Jim Chiddix, chief technical officer for Time Warner, said
last week that the nod to SeaChange does not represent a trial -- "We've already
validated the VOD genre at the Full Service Network" -- but that it is more aptly a
test of SeaChange's server equipment.

While Chiddix said the SeaChange deal is not exclusive, he
remained "very encouraged by what we've seen [from them]; they're firmly
established in the commercial insertion end of the business, and the hotel VOD work has
gone well."

Legally, Time Warner signed a "memo of
understanding" with SeaChange for the equipment tests.

Chiddix declined to identify the specific Time Warner
system where the tests will occur, but he did not rule out Austin, Texas, where the bulk
of the work to test S-A's Explorer set-tops is occurring.

Gordon, director of interactive technologies for SeaChange,
said the vendor has been working closely with S-A to make sure that its servers run on
S-A's boxes, and that all systems were a go between the two manufacturers earlier
this year.

Now, "we get to go out there and actually make this
happen over real plant, and all of the implications of that," like running in the
face of ingress (signals that inadvertently leak into plant) and other real-life system
scenarios, such as weather-related outages or hiccups, Gordon said.

Areas that will be watched closely by Time Warner and its
vendor partners during the tests include how well the "look and feel" of the
service works in real-plant conditions and how users browse through, select and receive
titles from their couch.

Technically, this means making sure that everything in line
between the video servers, through digital modulators and plant actives, to the set-top,
is synched up and working -- in both the house-bound and headend-bound signal directions,
Gordon said.

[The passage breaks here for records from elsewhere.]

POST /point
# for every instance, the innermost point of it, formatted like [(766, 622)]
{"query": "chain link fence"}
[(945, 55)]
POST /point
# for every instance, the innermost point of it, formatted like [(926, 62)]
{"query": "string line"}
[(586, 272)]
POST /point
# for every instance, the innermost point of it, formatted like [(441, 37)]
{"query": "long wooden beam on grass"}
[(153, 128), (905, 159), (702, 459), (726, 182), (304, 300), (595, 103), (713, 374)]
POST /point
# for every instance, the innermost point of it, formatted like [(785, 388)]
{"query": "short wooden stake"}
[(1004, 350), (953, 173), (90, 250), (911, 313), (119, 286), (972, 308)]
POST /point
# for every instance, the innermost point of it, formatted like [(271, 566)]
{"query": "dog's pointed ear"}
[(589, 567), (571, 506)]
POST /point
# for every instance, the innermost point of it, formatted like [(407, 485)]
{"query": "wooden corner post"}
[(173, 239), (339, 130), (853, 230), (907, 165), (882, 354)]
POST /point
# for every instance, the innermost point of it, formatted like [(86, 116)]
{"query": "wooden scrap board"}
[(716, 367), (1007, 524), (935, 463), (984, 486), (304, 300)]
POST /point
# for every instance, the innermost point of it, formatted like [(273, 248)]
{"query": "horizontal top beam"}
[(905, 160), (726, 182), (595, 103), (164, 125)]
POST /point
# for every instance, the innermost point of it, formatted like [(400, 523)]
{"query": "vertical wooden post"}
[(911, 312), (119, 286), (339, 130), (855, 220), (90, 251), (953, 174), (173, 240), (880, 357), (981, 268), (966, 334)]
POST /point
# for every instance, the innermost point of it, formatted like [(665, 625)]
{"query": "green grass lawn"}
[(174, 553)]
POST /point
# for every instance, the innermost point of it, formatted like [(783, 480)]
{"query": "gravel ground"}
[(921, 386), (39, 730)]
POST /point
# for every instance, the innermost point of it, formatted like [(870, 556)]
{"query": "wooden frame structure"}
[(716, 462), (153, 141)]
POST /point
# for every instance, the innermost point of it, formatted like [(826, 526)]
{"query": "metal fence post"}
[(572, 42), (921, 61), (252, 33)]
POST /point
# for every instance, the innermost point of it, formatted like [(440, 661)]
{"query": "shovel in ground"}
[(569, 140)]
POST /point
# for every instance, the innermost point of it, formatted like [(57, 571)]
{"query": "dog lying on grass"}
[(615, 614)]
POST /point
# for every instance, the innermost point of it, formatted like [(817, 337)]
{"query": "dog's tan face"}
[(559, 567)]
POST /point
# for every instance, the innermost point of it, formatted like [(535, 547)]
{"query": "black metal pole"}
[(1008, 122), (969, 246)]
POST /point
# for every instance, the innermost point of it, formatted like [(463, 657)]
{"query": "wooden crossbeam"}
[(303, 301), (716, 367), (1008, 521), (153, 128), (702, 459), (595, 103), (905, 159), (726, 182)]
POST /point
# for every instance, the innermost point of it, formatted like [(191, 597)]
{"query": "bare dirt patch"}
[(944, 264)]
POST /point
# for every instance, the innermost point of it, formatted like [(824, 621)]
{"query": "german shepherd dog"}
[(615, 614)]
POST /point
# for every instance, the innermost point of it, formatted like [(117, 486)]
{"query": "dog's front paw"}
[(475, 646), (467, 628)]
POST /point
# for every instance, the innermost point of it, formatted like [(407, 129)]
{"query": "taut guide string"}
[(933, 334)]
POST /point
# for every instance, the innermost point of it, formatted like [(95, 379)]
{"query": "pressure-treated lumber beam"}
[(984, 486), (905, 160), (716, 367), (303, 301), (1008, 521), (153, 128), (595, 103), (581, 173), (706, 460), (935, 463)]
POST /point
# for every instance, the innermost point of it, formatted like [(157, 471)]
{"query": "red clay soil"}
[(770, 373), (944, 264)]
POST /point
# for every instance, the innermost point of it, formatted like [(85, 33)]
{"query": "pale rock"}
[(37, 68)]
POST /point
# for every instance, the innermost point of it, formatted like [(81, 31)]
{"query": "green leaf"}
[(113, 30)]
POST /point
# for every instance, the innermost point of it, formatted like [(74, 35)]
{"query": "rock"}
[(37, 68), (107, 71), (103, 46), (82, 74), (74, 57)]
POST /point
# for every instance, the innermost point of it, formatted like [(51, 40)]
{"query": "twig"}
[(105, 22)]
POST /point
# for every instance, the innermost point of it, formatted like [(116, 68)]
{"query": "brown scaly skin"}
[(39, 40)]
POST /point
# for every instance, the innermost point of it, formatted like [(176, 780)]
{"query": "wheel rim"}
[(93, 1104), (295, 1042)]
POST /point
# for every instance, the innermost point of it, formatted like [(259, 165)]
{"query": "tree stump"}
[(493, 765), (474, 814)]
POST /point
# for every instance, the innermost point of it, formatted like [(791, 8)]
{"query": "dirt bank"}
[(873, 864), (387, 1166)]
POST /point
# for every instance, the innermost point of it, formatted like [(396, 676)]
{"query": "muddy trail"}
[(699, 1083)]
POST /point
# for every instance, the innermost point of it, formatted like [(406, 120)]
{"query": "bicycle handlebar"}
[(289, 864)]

It also means ensuring that the software running on the set-top is solid, and
that it is able to decode and display digital signals, as well as properly handling the
user interface.

On the scalability front, Gordon said both SeaChange and
S-A have been testing what happens when multiple customers order the same material at the
same time, "but nothing compares to doing this in the field."

Neither SeaChange nor Time Warner was specific about when
next year the tests will occur.

Gordon said she also expects at least one other MSO to sign
up for a VOD test before year-end, but she declined to elaborate.